Probably similar in other EU countries - but unlikely to apply if purchasing goods in Europe with a UAE credit card.
Cheers
Steve


----------



## A.Abbass (Jun 28, 2014)

Stevesolar said:


> Hi,
> Interestingly, in the UK, the credit card company is jointly liable along with the retailer to provide goods of merchantable quality.
> This means for any purchases over around 600 AED - you can directly claim your money back from the credit card company - as they are liable.
> Probably similar in other EU countries - but unlikely to apply if purchasing goods in Europe with a UAE credit card.
> ...


Doesn't apply in UAE. Even doesn't make sense to me.

So if you buy a defective appliance in UK by cash, the central bank that issued the notes you used is also liable and should return back your money ?

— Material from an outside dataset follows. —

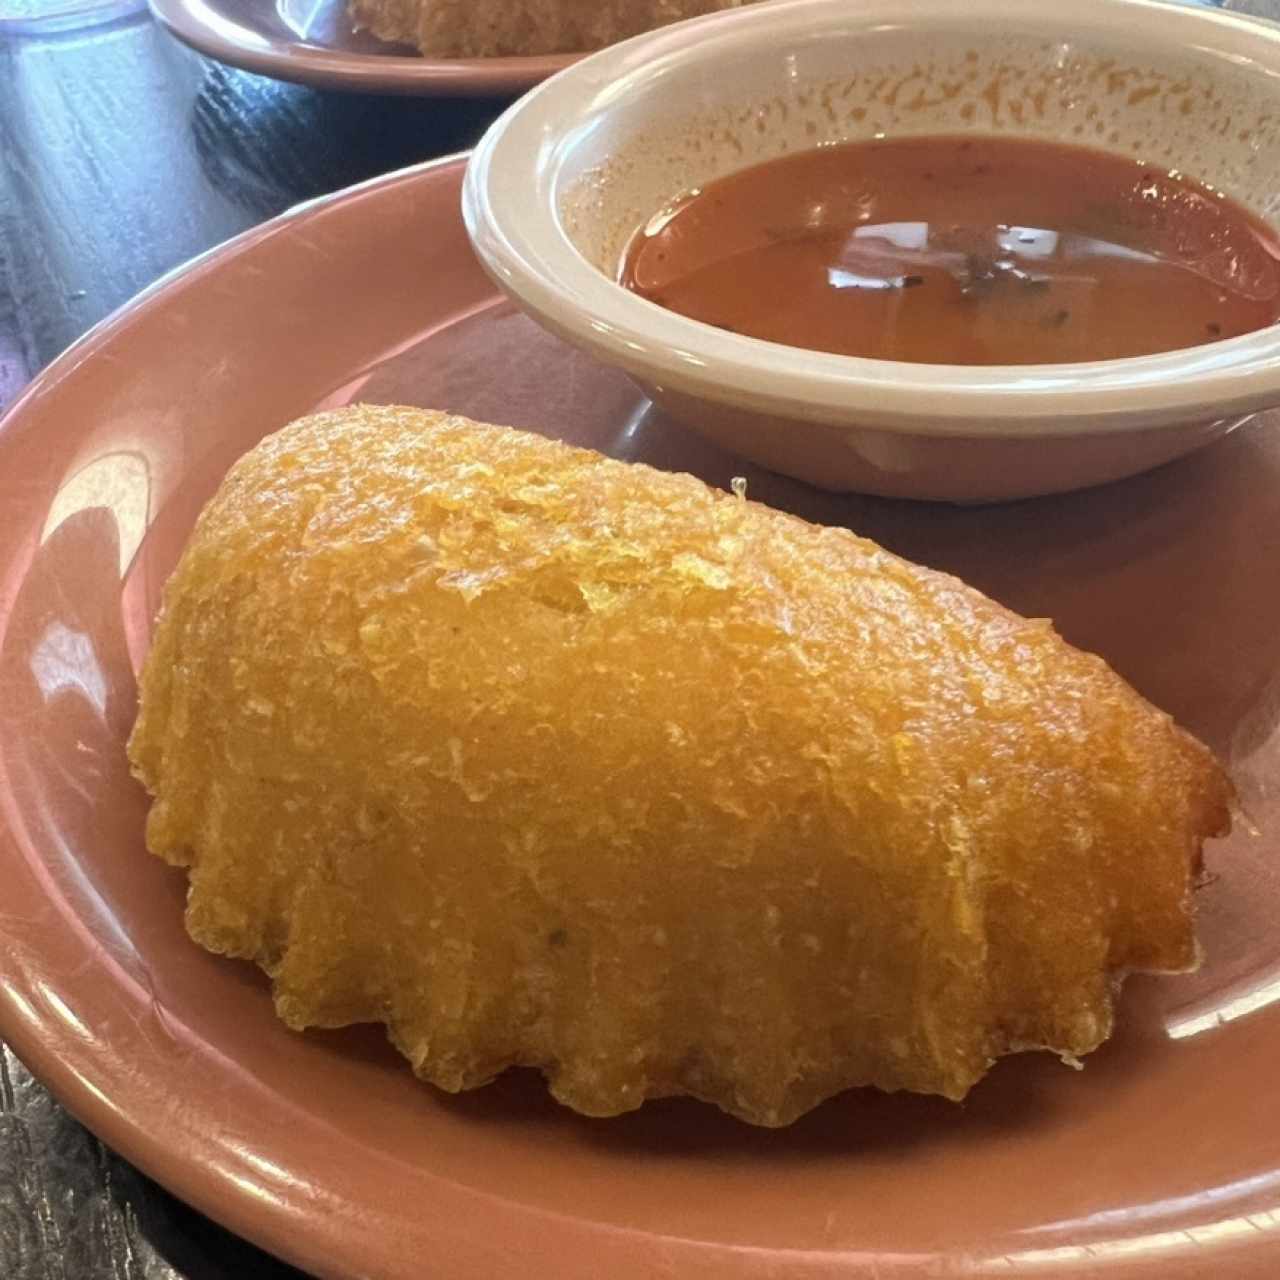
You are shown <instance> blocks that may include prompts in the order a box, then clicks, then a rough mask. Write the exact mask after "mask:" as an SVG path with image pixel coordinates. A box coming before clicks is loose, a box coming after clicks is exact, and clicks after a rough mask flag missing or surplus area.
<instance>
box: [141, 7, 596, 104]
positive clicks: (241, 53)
mask: <svg viewBox="0 0 1280 1280" xmlns="http://www.w3.org/2000/svg"><path fill="white" fill-rule="evenodd" d="M148 3H150V4H151V12H152V13H154V14H155V15H156V18H157V19H159V20H160V22H161V23H163V24H164V26H165V27H168V28H169V31H172V32H173V33H174V35H175V36H177V37H178V38H179V40H182V41H184V42H186V44H188V45H191V46H192V47H193V49H198V50H200V52H202V54H207V55H209V56H210V58H216V59H218V60H219V61H221V63H230V65H232V67H242V68H244V70H250V72H257V73H259V74H260V76H273V77H275V78H276V79H288V81H297V82H300V83H302V84H314V86H316V87H317V88H347V90H358V91H361V92H364V93H407V95H415V96H420V97H453V96H463V95H475V96H484V95H488V93H494V95H502V93H522V92H524V91H525V90H527V88H531V87H532V86H534V84H538V83H539V82H540V81H544V79H547V77H548V76H553V74H554V73H556V72H558V70H561V68H563V67H567V65H568V64H570V63H571V61H573V60H575V56H576V55H573V54H549V55H545V56H541V58H453V59H444V58H420V56H419V55H417V52H416V51H415V50H413V49H410V47H407V46H404V45H388V44H384V42H383V41H380V40H378V38H375V37H374V36H371V35H369V32H364V31H355V29H353V28H352V24H351V19H349V18H348V17H347V6H346V0H148Z"/></svg>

The credit card is a purchasing tool. Once the purchase is performed the bank shouldn't be liable, imho.


----------



## Stevesolar (Dec 21, 2012)

A.Abbass said:


> Doesn't apply in UAE. Even doesn't make sense to me.
> 
> So if you buy a defective appliance in UK by cash, the central bank that issued the notes you used is also liable and should return back your money ?
> 
> The credit card is a purchasing tool. Once the purchase is performed the bank shouldn't be liable, imho.


Hi,
The reason the credit card company is liable in the UK is that they make money out of the transaction in two ways.
Firstly the trader gives a percentage of the transaction value to the credit card company and then the consumer is purchasing the goods on credit terms. Under the Consumer Credit Act - this makes them a party to the transaction and jointly liable for the quality of the goods.
We have some great consumer protection laws in the UK!
Cheers
Steve


----------



## iggles (Jan 4, 2015)

Go team gb!!!


----------



## A.Abbass (Jun 28, 2014)

Stevesolar said:


> Hi,
> The reason the credit card company is liable in the UK is that they make money out of the transaction in two ways.
> Firstly the trader gives a percentage of the transaction value to the credit card company and then the consumer is purchasing the goods on credit terms. Under the Consumer Credit Act - this makes them a party to the transaction and jointly liable for the quality of the goods.
> We have some great consumer protection laws in the UK!
> ...


Does that apply on loans too ? What if I have a faulty vehicle on an auto loan in UK, can you hold the bank responsible ?


----------



## Stevesolar (Dec 21, 2012)

A.Abbass said:


> Does that apply on loans too ? What if I have a faulty vehicle on an auto loan in UK, can you hold the bank responsible ?


Hi,
Yes if you buy vehicle on Hire Purchase - then the bank are also liable that the car is of merchantable quality.
Not if yo simply take out a cash bank loan - as you can spend that on whatever you want!
Cheers
Steve


----------



## A.Abbass (Jun 28, 2014)

Quite interesting


----------



## cckl (Mar 10, 2013)

YEs in most western countries you can have a transaction disputed for loads of reasons, the law protects consumers against 'big business' practises taking advantage of their market power. For instance in this situation the retailer is breaking the law. EU law states you have to either replace a faulty item, have it repaired or allow the customer to dissolve the contract, and get their money back without any penalty or costs deducted. If the retailer won't comply you can dispute the transaction. I have done this a few times with no adverse consequences. This is just EU law, but I am aware that in other countries there are similar laws. Hence the question here.


----------



## SirReg (Sep 8, 2014)

I understand that even if you make just a 1p part payment by credit card (having paid the balance by other means), you enjoy full consumer protection.


----------